À son tour, François Crémieux rebondit : « Il y a quelque chose de paradoxal. Le sentiment de vivre de grandes révolutions et l’impression qu’on est plutôt en manque de compréhension dans le monde dans lequel on est, avec un déficit d’outils. Mais l’IA et ChatGPT sont en train de tout changer. Une invention humaine qui intervient à un moment où nous sommes en manque d’idées ».
Et de citer Marx : « L’existence détermine la conscience. Finalement notre liberté à agir demain est d’une part liée à une notion de machine learning : je cumule mon savoir des années précédentes pour agir demain. D’autre part à une existence, qui finalement limite la liberté de conscience, voire la détermine intégralement.

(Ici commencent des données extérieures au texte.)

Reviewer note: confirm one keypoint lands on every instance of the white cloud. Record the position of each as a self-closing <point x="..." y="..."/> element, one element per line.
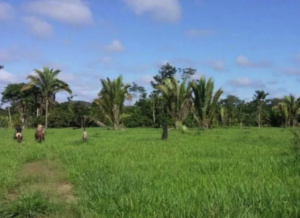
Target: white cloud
<point x="199" y="33"/>
<point x="6" y="11"/>
<point x="74" y="12"/>
<point x="196" y="76"/>
<point x="166" y="10"/>
<point x="218" y="65"/>
<point x="145" y="80"/>
<point x="114" y="46"/>
<point x="16" y="54"/>
<point x="291" y="71"/>
<point x="38" y="27"/>
<point x="7" y="55"/>
<point x="66" y="77"/>
<point x="243" y="61"/>
<point x="106" y="60"/>
<point x="246" y="82"/>
<point x="6" y="77"/>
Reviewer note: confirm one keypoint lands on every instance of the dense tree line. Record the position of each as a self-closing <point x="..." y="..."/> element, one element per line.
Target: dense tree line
<point x="178" y="102"/>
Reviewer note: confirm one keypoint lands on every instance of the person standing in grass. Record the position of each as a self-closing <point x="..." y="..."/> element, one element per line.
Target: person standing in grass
<point x="39" y="129"/>
<point x="18" y="131"/>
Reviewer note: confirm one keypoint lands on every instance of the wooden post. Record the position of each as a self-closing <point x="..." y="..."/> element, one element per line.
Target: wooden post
<point x="9" y="117"/>
<point x="165" y="131"/>
<point x="84" y="136"/>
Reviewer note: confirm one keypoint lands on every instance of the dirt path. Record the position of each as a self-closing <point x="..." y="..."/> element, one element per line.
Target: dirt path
<point x="47" y="178"/>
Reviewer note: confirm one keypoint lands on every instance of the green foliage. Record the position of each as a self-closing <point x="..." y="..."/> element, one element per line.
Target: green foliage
<point x="28" y="205"/>
<point x="111" y="99"/>
<point x="166" y="71"/>
<point x="239" y="173"/>
<point x="48" y="84"/>
<point x="177" y="97"/>
<point x="205" y="101"/>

Donc peut être qu’en fait, il y a derrière tout ça une illusion d’un monde qui serait en train de changer et simplement une manière de présenter, de formaliser, de donner accès à une connaissance. Mais qui ne change pas notre rapport à la vie à l’amour à la planète ».

Sa conclusion ? « Je ne suis pas sûr que Jerem ait été beaucoup transformé par son expérience du frigidaire ! »

Un sexe et des droits pour les machines ?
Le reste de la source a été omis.